7:30 pm Dinner with local guests

Tuesday, August 12: Heidelberg

9:15 am Meet in the hotel lobby ready for departure

10:00 am A Walking Tour of Heidelberg, including a visit to the Castle
Heidelberg is a city of approximately 145,000 inhabitants situated in the South-West of Germany. It is well known for being one of the world's oldest and most unique university towns, with a university that has influenced the city's character for centuries. Because of its beauty and picturesque scenery it was one of the better known centers of German romanticism and is still one of Germany's finest tourist attractions.

Starting point: Neckarmünzplatz
Neckarmünzgasse, 69117 Heidelberg

1:00 pm Lunch on your own

Time on your own

4:46 pm Train Departure to Frankfurt

5:40 pm Arrival in Frankfurt followed by check in to the hotel

7:30 pm Dinner

Wednesday, August 13: Frankfurt am Main

8:30 am Meet in hotel lobby, ready for departure

9:00 am A Walking Tour of Frankfurt

Frankfurt am Main, commonly known as Frankfurt, is the largest city in the German state of Hessia and the fifth-largest city in Germany, with a 2012 population of 687,775. The city is at the centre of the larger Frankfurt Rhine-Main Metropolitan Region which is Germany's second-largest metropolitan region. Since the enlargement of the European Union in 2013, the geographic centre of the EU is about 40 km (25 mi) east of Frankfurt.
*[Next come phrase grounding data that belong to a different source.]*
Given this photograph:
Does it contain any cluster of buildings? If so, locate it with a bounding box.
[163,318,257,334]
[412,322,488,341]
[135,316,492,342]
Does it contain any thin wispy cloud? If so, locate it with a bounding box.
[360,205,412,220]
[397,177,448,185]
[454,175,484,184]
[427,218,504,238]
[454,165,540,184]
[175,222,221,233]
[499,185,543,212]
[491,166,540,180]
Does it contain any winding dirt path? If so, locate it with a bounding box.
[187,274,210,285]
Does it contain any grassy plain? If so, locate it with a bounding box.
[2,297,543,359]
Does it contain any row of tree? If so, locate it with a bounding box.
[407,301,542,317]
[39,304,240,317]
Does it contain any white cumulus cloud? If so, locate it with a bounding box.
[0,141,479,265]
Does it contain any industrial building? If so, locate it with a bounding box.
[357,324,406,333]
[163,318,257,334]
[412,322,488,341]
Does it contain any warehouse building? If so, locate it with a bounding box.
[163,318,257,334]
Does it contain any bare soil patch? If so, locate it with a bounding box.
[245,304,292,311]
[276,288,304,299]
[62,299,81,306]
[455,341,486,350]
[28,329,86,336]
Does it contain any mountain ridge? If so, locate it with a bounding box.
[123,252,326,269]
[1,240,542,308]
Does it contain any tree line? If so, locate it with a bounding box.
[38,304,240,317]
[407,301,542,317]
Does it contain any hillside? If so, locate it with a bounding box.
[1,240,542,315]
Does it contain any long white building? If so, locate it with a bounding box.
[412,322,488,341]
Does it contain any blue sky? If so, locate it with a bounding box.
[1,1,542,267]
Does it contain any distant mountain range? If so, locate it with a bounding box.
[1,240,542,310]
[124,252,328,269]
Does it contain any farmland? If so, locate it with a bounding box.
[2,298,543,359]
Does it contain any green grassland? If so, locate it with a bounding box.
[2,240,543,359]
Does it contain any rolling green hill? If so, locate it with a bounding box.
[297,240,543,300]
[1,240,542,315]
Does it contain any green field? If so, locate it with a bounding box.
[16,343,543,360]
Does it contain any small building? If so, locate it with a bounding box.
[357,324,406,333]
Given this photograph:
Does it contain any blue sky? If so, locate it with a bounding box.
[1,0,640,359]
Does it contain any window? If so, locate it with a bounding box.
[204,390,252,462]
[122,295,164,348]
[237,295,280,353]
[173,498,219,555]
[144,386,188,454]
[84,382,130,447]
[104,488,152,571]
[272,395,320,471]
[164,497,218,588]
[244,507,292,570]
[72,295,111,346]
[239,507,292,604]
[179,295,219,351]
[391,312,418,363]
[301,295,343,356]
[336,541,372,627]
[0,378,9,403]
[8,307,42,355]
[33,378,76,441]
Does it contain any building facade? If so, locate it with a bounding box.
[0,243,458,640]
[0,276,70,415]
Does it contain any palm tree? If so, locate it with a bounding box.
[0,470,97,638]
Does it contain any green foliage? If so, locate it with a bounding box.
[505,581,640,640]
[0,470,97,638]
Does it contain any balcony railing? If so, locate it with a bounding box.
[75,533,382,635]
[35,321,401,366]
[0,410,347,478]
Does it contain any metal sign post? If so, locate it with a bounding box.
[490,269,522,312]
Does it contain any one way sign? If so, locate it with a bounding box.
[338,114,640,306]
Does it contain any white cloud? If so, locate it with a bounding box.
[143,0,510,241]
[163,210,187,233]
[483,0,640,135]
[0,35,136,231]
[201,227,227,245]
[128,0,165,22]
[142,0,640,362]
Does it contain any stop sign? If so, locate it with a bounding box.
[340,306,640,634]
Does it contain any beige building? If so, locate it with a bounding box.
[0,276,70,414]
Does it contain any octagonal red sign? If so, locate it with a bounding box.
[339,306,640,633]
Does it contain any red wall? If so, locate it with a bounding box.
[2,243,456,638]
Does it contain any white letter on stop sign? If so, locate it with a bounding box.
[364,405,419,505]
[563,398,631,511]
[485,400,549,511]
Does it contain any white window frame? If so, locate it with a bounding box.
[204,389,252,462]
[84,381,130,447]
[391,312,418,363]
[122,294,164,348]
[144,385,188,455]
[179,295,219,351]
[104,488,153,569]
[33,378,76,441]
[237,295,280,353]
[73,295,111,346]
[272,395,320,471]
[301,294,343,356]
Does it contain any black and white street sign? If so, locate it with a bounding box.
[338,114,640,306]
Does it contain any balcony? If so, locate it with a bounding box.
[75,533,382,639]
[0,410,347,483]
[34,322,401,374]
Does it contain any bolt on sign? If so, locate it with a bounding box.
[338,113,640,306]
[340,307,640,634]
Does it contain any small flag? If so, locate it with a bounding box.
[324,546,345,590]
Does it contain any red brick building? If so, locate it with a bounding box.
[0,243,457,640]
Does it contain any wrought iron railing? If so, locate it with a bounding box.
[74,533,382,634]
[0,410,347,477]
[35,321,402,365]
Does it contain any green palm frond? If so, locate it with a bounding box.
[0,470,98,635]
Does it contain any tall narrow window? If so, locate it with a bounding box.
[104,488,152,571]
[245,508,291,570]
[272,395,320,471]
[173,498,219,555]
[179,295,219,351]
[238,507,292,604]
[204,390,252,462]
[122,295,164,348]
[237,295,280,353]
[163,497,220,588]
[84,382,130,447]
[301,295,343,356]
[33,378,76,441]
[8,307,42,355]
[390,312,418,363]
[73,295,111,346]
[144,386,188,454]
The city is the largest financial centre in continental Europe and ranks among the world's leading financial centres. It is home to the European Central Bank, Deutsche Bundesbank, Frankfurt Stock Exchange and several large
commercial banks. The Frankfurt Stock Exchange is one of the world's largest stock exchanges by market capitalization and accounts for over 90 percent of the turnover in the German market. In 2010, 63 national and 152 international banks had their registered offices in Frankfurt, including the headquarters of the major German banks.

11:00 am Free Time and Lunch on your own

2:00 pm A Visit and Guided Tour of the Jewish Museum Untermainkai 14, 60311 Frankfurt am Main

6:00 pm Concluding Discussion

8:00 pm Concluding Dinner

Thursday, August 14: Day of Individual Departure

Have a safe trip home!

What our participants have to say...

I thought the Germany Up Close trip was an extraordinary experience. It has helped me to understand why the Holocaust occurred and how much work we all still need to do to prevent genocide.

Joshua Frank
Germany Close Up

I approached this visit as one of artistic inquiry, specifically pertaining to Berlin's approach to memorializing a vast, overwhelming epoch. How does one turn something intangible into concrete and meaningful art without undermining the significance of the subject? I took away an unforgettable lesson in German humanity: culture, hospitality, struggle and triumph. I also know myself better as a Jew.